[Some Forerunners of Italian Opera by William James Henderson]@TWC D-Link bookSome Forerunners of Italian Opera CHAPTER XII 1/8
Influence of the Taste for Comedy An illuminative fact in the history of the madrigal drama is the growth of the comic element.
Poliziano's dream of Arcadia was perhaps neither deep nor passionate, but it was at any rate serious and for some time after its production the lyric drama aspired to the utterance of high sentiments.

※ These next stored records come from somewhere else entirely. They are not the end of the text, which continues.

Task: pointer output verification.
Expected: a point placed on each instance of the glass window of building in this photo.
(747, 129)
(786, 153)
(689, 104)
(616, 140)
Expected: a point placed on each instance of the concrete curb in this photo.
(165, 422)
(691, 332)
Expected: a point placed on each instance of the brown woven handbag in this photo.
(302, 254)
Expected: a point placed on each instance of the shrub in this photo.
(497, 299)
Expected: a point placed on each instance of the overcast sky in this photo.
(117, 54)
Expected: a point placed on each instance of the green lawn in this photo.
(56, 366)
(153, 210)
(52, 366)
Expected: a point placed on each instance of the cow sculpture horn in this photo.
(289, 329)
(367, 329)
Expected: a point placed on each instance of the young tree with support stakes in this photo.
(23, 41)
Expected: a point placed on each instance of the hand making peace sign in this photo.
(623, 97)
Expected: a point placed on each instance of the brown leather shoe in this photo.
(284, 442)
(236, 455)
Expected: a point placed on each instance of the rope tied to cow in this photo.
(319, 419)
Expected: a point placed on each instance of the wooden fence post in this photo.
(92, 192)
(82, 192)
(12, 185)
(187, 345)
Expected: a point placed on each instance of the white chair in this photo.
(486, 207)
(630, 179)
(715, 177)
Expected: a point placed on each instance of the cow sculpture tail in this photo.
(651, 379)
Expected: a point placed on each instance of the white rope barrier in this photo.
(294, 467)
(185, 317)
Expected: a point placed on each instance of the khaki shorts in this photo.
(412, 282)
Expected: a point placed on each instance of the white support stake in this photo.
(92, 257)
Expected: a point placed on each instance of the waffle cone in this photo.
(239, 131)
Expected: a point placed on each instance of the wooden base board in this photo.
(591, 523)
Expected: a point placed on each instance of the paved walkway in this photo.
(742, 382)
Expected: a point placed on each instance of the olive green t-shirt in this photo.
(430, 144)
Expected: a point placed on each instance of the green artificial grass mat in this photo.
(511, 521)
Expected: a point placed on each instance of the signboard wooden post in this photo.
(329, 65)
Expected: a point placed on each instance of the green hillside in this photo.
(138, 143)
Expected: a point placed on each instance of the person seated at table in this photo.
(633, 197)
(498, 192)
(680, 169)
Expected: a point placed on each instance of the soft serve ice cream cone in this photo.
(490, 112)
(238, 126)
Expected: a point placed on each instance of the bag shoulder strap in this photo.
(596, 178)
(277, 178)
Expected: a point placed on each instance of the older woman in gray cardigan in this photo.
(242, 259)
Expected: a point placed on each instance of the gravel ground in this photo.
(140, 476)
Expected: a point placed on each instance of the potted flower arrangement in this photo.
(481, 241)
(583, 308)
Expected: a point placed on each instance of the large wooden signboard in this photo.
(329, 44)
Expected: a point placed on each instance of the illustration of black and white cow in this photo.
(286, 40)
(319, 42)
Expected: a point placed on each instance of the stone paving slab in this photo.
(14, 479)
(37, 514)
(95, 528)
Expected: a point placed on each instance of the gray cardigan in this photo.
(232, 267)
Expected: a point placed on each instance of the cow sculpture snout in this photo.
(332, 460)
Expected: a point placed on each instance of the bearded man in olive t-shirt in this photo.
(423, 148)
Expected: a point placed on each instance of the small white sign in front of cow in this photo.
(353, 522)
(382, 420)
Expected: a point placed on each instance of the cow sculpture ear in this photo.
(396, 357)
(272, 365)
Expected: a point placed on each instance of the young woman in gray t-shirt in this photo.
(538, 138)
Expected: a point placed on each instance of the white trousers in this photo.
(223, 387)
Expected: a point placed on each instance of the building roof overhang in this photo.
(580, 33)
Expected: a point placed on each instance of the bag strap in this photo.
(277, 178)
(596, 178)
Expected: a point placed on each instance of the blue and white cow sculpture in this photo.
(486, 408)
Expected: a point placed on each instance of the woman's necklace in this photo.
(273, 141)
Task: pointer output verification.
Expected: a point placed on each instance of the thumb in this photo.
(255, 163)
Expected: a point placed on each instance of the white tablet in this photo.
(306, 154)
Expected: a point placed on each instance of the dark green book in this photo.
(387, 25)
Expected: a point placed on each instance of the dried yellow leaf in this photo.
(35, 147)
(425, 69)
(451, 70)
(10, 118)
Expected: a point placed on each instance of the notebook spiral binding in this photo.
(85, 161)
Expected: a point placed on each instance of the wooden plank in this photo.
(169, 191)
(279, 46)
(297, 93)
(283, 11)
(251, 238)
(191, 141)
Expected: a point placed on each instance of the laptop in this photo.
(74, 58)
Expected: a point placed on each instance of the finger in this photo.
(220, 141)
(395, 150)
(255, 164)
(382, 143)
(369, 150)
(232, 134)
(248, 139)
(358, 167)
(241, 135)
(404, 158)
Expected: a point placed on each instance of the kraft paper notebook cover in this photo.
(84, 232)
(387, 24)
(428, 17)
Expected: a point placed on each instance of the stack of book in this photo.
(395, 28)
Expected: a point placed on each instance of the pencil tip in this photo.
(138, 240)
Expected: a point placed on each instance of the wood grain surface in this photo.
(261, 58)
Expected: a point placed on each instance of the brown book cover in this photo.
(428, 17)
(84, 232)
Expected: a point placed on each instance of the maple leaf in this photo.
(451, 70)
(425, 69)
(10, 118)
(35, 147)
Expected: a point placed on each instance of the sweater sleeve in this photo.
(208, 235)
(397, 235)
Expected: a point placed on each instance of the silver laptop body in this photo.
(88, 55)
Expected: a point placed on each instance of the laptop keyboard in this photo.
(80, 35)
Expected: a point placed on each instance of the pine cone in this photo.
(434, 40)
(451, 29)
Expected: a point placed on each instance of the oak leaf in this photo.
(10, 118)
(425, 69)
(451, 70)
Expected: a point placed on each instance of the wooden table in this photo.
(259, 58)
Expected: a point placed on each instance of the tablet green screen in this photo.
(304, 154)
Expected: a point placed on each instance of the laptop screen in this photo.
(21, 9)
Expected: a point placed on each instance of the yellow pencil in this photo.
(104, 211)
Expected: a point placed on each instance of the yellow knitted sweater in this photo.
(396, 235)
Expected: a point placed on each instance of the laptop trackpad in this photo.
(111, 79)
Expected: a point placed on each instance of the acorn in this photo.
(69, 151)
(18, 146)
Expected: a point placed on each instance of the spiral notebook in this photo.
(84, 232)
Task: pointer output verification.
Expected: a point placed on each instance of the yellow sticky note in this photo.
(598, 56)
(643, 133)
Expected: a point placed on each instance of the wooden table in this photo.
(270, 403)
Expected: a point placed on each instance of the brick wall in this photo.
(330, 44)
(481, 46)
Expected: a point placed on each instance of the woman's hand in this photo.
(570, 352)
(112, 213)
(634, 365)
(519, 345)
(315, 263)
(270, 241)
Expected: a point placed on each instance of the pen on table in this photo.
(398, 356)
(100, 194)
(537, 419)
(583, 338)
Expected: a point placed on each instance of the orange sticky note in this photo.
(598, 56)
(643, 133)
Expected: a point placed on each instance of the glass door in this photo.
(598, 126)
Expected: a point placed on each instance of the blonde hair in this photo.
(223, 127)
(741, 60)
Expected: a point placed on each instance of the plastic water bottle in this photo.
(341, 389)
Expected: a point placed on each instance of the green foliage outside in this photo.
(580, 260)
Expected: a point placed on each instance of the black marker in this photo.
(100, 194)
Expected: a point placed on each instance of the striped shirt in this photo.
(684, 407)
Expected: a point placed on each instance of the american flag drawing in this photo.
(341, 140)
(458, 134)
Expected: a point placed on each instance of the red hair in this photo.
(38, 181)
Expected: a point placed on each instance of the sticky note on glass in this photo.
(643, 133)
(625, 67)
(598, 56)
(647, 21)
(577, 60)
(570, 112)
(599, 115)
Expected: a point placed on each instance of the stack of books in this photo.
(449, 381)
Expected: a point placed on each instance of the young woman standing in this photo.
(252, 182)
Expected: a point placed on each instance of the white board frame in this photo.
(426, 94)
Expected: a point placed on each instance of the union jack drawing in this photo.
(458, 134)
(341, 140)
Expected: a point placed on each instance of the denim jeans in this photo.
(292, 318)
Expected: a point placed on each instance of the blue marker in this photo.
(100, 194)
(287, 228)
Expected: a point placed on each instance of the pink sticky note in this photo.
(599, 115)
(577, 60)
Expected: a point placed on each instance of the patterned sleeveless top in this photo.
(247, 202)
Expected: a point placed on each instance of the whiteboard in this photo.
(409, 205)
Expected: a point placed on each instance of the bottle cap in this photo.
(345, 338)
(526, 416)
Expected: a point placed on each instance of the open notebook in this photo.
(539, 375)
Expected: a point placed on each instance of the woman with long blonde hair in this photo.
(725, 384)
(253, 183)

But the incongruous mingling of Arcadian shepherds and shepherdesses with the gods and heroes of the classic literature in a series of musical actions, conceived with the desire to gratify that passionate sensuality which governed Italian thought, was sure in time to lead the typical insincerity and satiric view-point of the Italian mind to the delights of physical realism, and the free publication of mocking comment.
Photographic musical imitations of the noises of battles, the songs of birds and the cries of a great city were certain to be succeeded by the adaptation to the uses of dramatic action of the musical means developed in these and this adaptation led the way directly into the realm of the comic lyric drama. The pomp and circumstance of the gorgeous spectacles which we examined in the preceding chapter were cherished by the traditions of the Italian court stage and were not obliterated even in the new species of lyric comedy.
But there was far less to dazzle the eye in the comic performances, and even in this they offered a certain novelty to the consideration of Italian audiences.